Deferring payment with security
If the departure tax bill is large relative to liquid assets, an individual can elect under Section 220(4.5) to defer payment of the departure-tax liability by posting acceptable security with the CRA — typically a letter of credit, a charge on real estate, or pledged securities. The election is made on Form T1244 with the departure-year return. The deferred amount becomes payable when the deemed-disposed property is actually sold (or earlier on certain events).
If you come back: the returning-resident rule
Subsection 128.1(6) lets a returning resident "unwind" the departure tax if the property at issue is still owned at the time residency resumes. The election effectively treats the original deemed disposition as if it never happened, restoring the original cost base. The mechanic only works for property the taxpayer continuously owned across the departure period — which is one of several reasons round-trip migrants should think carefully before selling pre-departure-assessed holdings.
How we work the file
Most departure-tax engagements involve at least three workstreams: (1) cataloguing every asset and classifying it as deemed-disposed or excluded; (2) modelling the tax liability under different planning scenarios; and (3) preparing the departure-year T1 and Form T1244 election if deferral is wanted.
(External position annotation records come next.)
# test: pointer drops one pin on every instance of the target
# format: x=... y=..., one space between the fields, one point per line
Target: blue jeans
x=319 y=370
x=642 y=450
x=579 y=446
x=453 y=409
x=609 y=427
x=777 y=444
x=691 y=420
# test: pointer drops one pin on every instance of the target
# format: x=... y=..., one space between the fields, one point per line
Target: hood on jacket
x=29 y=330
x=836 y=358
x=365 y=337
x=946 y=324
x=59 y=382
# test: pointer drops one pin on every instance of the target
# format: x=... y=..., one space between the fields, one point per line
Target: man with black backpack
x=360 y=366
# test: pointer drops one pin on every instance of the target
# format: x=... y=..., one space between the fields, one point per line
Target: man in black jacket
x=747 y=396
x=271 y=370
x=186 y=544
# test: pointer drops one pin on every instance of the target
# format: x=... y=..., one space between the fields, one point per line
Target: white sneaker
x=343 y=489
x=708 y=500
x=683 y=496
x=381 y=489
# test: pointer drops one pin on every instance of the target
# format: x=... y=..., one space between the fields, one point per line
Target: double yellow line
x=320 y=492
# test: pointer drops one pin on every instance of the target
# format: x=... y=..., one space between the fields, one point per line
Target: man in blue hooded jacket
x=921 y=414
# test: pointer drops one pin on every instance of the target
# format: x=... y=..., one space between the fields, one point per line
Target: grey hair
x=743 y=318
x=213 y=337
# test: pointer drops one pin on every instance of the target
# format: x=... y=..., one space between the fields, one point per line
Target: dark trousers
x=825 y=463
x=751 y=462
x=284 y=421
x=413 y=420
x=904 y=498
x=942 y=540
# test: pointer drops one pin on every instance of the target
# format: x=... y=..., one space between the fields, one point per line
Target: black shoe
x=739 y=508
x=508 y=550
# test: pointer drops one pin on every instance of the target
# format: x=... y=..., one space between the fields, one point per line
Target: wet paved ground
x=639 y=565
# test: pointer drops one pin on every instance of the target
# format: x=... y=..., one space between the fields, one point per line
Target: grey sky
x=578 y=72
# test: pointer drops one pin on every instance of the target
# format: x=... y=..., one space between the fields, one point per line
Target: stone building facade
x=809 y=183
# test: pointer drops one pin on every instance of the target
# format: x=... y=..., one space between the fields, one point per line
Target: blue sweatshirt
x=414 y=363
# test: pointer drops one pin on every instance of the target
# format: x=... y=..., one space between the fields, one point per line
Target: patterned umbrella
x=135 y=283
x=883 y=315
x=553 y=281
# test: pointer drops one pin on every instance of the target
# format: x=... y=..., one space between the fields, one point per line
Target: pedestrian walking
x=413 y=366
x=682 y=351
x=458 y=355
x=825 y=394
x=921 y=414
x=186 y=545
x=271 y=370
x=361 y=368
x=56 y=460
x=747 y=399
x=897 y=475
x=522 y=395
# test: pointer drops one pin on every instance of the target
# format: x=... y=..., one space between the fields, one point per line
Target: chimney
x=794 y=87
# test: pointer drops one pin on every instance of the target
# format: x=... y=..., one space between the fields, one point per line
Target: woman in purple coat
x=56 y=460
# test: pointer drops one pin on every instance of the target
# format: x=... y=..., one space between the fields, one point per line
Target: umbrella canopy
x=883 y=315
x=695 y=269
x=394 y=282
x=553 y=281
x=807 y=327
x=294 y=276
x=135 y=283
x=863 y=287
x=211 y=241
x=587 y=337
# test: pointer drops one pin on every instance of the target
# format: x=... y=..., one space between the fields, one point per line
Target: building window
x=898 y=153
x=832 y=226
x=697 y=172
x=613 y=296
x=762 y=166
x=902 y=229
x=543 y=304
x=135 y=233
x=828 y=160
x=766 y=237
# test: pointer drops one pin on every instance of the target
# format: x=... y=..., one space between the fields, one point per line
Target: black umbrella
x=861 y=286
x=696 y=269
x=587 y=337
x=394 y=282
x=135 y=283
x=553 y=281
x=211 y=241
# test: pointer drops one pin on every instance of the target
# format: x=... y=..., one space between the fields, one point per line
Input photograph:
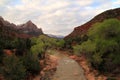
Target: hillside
x=81 y=30
x=11 y=30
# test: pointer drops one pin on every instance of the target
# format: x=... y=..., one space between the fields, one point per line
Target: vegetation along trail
x=68 y=69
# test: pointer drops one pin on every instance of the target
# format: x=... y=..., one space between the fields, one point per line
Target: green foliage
x=13 y=68
x=41 y=44
x=103 y=46
x=31 y=63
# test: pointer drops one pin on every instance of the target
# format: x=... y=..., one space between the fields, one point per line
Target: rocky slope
x=11 y=30
x=30 y=28
x=81 y=30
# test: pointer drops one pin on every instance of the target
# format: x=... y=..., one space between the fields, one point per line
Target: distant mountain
x=26 y=30
x=81 y=30
x=55 y=36
x=30 y=28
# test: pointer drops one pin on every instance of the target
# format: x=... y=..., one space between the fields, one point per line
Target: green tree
x=13 y=68
x=103 y=45
x=31 y=63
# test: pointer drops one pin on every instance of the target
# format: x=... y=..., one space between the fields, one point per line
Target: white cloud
x=54 y=16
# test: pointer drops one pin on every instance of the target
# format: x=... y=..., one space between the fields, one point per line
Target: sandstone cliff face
x=26 y=30
x=81 y=30
x=30 y=28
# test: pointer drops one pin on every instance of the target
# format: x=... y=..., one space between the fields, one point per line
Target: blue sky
x=57 y=17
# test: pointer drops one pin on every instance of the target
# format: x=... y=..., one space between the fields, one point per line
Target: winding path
x=68 y=69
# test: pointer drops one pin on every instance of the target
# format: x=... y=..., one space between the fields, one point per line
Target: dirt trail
x=68 y=69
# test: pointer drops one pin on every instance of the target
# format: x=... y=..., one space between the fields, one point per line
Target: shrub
x=103 y=45
x=31 y=63
x=13 y=68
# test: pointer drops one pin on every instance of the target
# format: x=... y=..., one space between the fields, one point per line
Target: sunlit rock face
x=81 y=30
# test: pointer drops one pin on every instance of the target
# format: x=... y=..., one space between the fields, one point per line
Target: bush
x=31 y=63
x=103 y=45
x=13 y=68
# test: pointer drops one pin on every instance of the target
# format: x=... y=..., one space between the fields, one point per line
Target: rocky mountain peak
x=81 y=30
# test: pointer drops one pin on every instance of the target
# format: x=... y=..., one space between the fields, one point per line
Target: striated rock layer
x=81 y=30
x=26 y=30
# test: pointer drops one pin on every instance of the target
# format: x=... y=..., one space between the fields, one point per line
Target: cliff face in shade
x=30 y=28
x=11 y=30
x=81 y=30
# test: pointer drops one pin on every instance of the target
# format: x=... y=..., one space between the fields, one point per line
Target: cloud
x=54 y=16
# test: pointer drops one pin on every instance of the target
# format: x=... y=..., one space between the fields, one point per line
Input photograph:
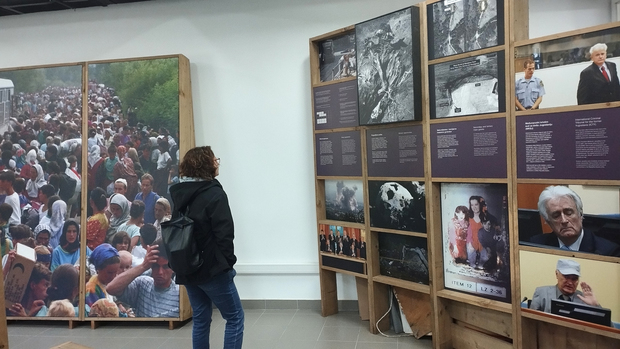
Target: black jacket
x=213 y=227
x=590 y=243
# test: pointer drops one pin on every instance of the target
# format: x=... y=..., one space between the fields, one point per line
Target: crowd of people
x=130 y=168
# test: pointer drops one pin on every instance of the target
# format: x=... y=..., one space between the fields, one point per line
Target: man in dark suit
x=598 y=83
x=562 y=209
x=567 y=273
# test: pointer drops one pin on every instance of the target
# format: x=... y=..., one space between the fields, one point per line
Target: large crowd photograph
x=41 y=187
x=476 y=243
x=132 y=111
x=133 y=156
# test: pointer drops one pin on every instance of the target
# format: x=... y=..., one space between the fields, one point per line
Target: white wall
x=251 y=89
x=556 y=16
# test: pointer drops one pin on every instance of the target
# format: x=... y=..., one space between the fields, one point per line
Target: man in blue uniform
x=529 y=89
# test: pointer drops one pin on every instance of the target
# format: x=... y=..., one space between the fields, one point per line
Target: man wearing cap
x=567 y=272
x=562 y=209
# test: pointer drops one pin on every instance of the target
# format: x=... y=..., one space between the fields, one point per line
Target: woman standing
x=106 y=260
x=119 y=206
x=124 y=169
x=214 y=232
x=97 y=224
x=68 y=252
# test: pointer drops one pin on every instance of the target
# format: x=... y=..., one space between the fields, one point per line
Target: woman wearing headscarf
x=132 y=153
x=36 y=180
x=20 y=158
x=31 y=160
x=57 y=213
x=94 y=164
x=163 y=213
x=97 y=224
x=68 y=252
x=119 y=206
x=124 y=169
x=106 y=260
x=108 y=165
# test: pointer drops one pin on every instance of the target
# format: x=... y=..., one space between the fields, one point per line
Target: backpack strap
x=185 y=208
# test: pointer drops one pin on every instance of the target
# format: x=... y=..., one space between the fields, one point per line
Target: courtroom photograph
x=570 y=218
x=580 y=69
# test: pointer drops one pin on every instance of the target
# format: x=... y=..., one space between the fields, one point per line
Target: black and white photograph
x=344 y=200
x=337 y=58
x=458 y=26
x=403 y=257
x=476 y=248
x=397 y=205
x=468 y=86
x=385 y=49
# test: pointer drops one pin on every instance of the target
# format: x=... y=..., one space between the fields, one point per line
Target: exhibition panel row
x=435 y=188
x=89 y=151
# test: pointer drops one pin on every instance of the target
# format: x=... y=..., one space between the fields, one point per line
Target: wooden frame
x=186 y=141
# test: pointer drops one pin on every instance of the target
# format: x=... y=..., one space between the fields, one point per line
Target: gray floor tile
x=272 y=328
x=345 y=334
x=335 y=345
x=301 y=333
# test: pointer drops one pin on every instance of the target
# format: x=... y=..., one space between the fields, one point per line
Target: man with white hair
x=567 y=273
x=598 y=83
x=562 y=209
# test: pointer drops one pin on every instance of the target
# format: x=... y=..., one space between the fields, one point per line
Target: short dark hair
x=5 y=211
x=137 y=209
x=119 y=237
x=198 y=162
x=48 y=190
x=19 y=184
x=53 y=167
x=99 y=198
x=148 y=233
x=162 y=251
x=8 y=176
x=527 y=62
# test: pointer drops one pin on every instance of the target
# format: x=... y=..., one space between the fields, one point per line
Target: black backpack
x=184 y=255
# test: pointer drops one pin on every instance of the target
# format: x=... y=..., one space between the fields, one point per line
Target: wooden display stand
x=462 y=320
x=186 y=141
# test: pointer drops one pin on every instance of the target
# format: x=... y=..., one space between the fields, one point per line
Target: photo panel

Where the destination is the US, the second workstream usually expands to include pre-immigration cost-base planning so the same gain isn't taxed twice on the US side.
What to expect when you call us
Your first call is a free, no-obligation consultation with a tax lawyer. We will review the details of your situation, explain your options under the Income Tax Act and CRA administrative practice, and give you a clear, fixed-fee quote if you choose to retain us. Your consultation is confidential, and once we are retained, communications are protected by solicitor–client privilege.
If you retain us, we begin work within 24 hours of being retained.
Frequently asked questions
Is the consultation really free?
Yes. Most cases qualify for a free, no-obligation consultation with one of our tax lawyers. During the call we'll review your situation, explain your options, and give you a clear quote if you decide to retain us.
Do you serve all of Canada?
Yes. Barrett Tax Law represents clients across Canada. We have offices and local phone lines in Toronto, Calgary, Edmonton, Fort McMurray, Ottawa, Vancouver, and Winnipeg, plus a national toll-free line at 1-877-882-9829.
What does a tax lawyer do that an accountant cannot?
Accountants prepare returns and financial statements. Tax lawyers represent you when those returns are challenged, audited, or prosecuted — and our communications are protected by solicitor–client privilege, which accountant communications generally are not.
Will the CRA criminally prosecute me?
Most CRA disputes are civil. Criminal prosecution is reserved for serious tax evasion or fraud, usually involving deliberate misrepresentation. If you have unreported income, a voluntary disclosure is one of the standard ways to reduce criminal-prosecution risk.
How fast can you start on my case?
We typically begin work within 24 hours of being retained. For audit deadlines, Notices of Objection, and other time-sensitive matters, we move immediately.
What if I have unfiled tax returns from many years ago?
We routinely handle 5+ years of unfiled returns. Through the Voluntary Disclosures Program — applied for before the CRA contacts you — we can usually eliminate gross-negligence penalties and limit interest exposure.